Wednesday, 1 February 2012

The BBC - making the case for benefits reform (without meaning to)!


The words are the regular BBC, soft soap, tear-jerking, sob story:

The family receive a total of £30,284.80 a year in benefits - well over the £26,000 cap proposed by the government. But, says Raymond, "If these proposals go through we will take a massive hit to our finances - and it's not as if we could move into a smaller or cheaper premises.

"I see eight people here having to choose between eating or heating."

Oh dear, this is terrible - how can the wicked coalition government inflict such suffering on this poor family!

Look again - the BBC provide a handy guide to the families expenditure - which includes:

Sky TV subscription - £15 per week
Mobile phones (plural) - £32 per week

...and a weekly shopping bill including 24 cans of lager, 200 cigarettes and a large pouch of tobacco. That's nearly £100 a week on booze and fags alone! And I'm guessing these aren't essentials to life?

After the cap is introduced this family will lose £82.40 per week. Seems to me that just cutting down on booze and fags plus moving to freeview telly would go most of the way to closing that gap - no need to turn the heating off or starve the kids, is there!

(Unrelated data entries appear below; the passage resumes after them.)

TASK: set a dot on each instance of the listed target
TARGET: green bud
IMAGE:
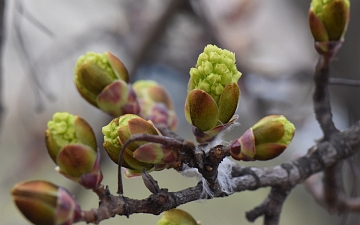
(44, 203)
(213, 93)
(176, 217)
(267, 139)
(328, 19)
(138, 154)
(102, 80)
(156, 104)
(65, 129)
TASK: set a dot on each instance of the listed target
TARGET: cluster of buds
(328, 20)
(71, 144)
(267, 139)
(213, 93)
(177, 217)
(42, 202)
(138, 154)
(155, 103)
(102, 79)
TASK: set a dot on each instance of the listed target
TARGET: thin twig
(341, 145)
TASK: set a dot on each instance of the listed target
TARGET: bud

Bring on the welfare reform - if this is typical (and the BBC suggests that it is) there's plenty of room for savings without kids going without food or grandma dying of cold.


1 comment:

Frances Coppola said...

Not only does their expenditure include such luxuries, but they had their last child while jobless and the other children have absent parents that aren't contributing to their upkeep. I suspect the BBC chose to report on this family in particular precisely because they knew it would cause a storm. BBC journalists are no different from any other journalists, after all - nothing like a bit of sensation to up the readership.